In GraphSAGE, node representations are updated by aggregating feature vectors of a sampled fixed size neighborhood of each node. This combination can be, for example, just an average value.

We missed, on purpose, some important things, so we recommend reading more on the topic if you want to go deeper.

Let’s summarize everything we have at the moment:

  1. We have some graphs, each node has a feature vector, and our goal is to predict the labels of each node.
  2. We can use some complex mathematical approaches that are difficult to calculate or that cannot be retranslated to graphs with a different structure.
  3. We can generalize the convolution and apply it directly to graphs.
  4. However, our generalization is limited. We know how to create vector representations of objects for each node and to update them using aggregation over some neighborhoods, but we can’t find the optimal aggregation function yet.
Source: github.com

Graphic Attention Network

An attention-based architecture is used to classify data nodes structured by the graph. Nowadays, attention patterns are everywhere, but that wasn’t quite the case in 2018. The best thing about attention-based models is that they can work with variable-sized input data and focus on the most significant parts.

The main idea is to allow attention layers to study coefficients for aggregating neighbors. Thus, we update the representation of each node with a weighted sum of neighbor representations, and attention is responsible for assigning these weights, which allows us to pay more attention to more important nodes.

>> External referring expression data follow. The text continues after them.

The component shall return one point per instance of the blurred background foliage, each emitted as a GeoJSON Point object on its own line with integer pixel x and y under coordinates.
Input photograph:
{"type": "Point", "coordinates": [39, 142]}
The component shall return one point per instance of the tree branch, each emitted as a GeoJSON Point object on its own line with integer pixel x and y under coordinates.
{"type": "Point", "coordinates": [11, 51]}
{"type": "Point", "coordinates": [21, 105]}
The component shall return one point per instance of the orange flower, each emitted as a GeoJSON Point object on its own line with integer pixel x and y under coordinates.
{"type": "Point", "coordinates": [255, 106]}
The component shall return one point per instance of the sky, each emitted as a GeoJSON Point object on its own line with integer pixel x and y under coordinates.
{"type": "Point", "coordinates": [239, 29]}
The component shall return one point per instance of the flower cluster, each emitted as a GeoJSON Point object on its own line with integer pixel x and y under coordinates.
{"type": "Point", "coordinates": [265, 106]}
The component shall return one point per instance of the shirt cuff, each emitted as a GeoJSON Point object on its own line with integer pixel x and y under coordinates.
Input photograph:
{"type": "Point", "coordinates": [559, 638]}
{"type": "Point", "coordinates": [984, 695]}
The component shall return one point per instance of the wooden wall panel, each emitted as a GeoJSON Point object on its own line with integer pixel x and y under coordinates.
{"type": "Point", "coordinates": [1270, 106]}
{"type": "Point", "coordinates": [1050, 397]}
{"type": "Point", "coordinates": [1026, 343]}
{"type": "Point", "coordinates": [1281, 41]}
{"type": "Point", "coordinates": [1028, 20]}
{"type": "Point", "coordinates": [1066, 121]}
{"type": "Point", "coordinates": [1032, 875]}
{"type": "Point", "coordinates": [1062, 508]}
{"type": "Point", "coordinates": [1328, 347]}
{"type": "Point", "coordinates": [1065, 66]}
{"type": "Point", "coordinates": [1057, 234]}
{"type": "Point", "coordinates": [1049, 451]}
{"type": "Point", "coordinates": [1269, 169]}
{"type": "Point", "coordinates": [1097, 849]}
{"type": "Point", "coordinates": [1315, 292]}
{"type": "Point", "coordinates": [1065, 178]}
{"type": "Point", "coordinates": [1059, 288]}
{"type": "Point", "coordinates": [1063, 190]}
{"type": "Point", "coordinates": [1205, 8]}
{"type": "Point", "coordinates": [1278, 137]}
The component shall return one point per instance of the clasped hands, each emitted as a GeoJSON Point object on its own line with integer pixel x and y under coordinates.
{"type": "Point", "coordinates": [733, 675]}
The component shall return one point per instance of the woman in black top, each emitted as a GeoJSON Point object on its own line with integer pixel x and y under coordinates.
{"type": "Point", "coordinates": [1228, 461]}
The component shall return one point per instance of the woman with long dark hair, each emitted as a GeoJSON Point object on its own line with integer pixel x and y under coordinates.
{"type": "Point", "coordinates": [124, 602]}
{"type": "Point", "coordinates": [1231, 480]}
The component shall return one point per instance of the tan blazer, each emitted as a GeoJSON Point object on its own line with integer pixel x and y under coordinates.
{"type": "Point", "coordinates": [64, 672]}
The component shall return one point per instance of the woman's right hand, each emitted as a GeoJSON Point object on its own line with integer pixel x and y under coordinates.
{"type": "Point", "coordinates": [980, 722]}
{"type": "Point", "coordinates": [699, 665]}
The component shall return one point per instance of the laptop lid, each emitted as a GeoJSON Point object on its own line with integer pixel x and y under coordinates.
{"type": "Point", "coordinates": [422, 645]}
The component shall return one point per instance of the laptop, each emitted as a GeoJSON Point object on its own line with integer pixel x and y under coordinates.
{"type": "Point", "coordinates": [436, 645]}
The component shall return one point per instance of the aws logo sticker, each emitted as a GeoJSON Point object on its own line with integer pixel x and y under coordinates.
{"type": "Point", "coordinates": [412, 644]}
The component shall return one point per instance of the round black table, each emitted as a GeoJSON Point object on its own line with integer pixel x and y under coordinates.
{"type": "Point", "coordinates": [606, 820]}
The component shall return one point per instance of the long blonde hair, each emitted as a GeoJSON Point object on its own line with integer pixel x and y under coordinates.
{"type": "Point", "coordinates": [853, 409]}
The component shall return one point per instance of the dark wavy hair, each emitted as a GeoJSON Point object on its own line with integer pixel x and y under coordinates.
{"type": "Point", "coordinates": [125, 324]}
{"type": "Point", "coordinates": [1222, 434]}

This algorithm can be tested on several different data sets:

  • The Cora dataset consists of 2,708 publications assigned to one of seven classes. In the citation network, there are 5429 references. The dictionary consists of 1433 unique words.
  • The CiteSeer dataset consists of 3312 publications assigned to one of six classes. In the citation network, there are 4732 references. The dictionary consists of 3703 unique words.
  • The PubMed dataset consists of around 19000 scientific publications from the PubMed database related to diabetes and is assigned to one of three classes. The citation network consists of 44338 references. Each publication in the dataset is described by a weighted TF/IDF vector of words from a dictionary, consisting of 500 unique words.
  • The protein-protein interaction dataset consists of 94359 edges, 20 training graphs, 2 validation graphs, and 2 test graphs. There are only 121 classes in PPI, and multiple classes can be associated with each node, so this is a data set for classification with multiple labels. Each node has 50 features, it is a combination of sets of positional genes, sets of motivating genes, and immunological signatures.

The test shows that GAT outperforms the graph convolutional network by 2% with almost the same RMS value. A comparison of GAT with the best result of the graph convolutional network computing 64 latent features. The GAT model is 20.5% better than the state-of-the-art inductive tuning previously achieved by GraphSAGE.

Source: github.com


Programming can not exist without graph-theory methods and algorithms. The applicability of graphs is wide because they are a natural means of explaining complex situations on an intuitive level. These advantages of representing complex structures and processes with graphs become even more tangible when good visualization tools are available.

Graph tools, like all others dealing with structured data, need to preserve and communicate graphs and data associated with them.

The graphic attention network, using a disguised self-control mechanism, significantly surpassed the most modern models of that time.

The advantages of using an attention-based architecture are as follows:

  • Computational efficiency. There are no expensive matrix operations here, and the algorithm is parallelized across all nodes of the graph.
  • In addition, knowledge of the entire graph structure is not required, and it is possible to deal with neighborhoods of different sizes.

It is an impressive technology that might change how we see and use graphs. And not only in the programming world but in our everyday lives.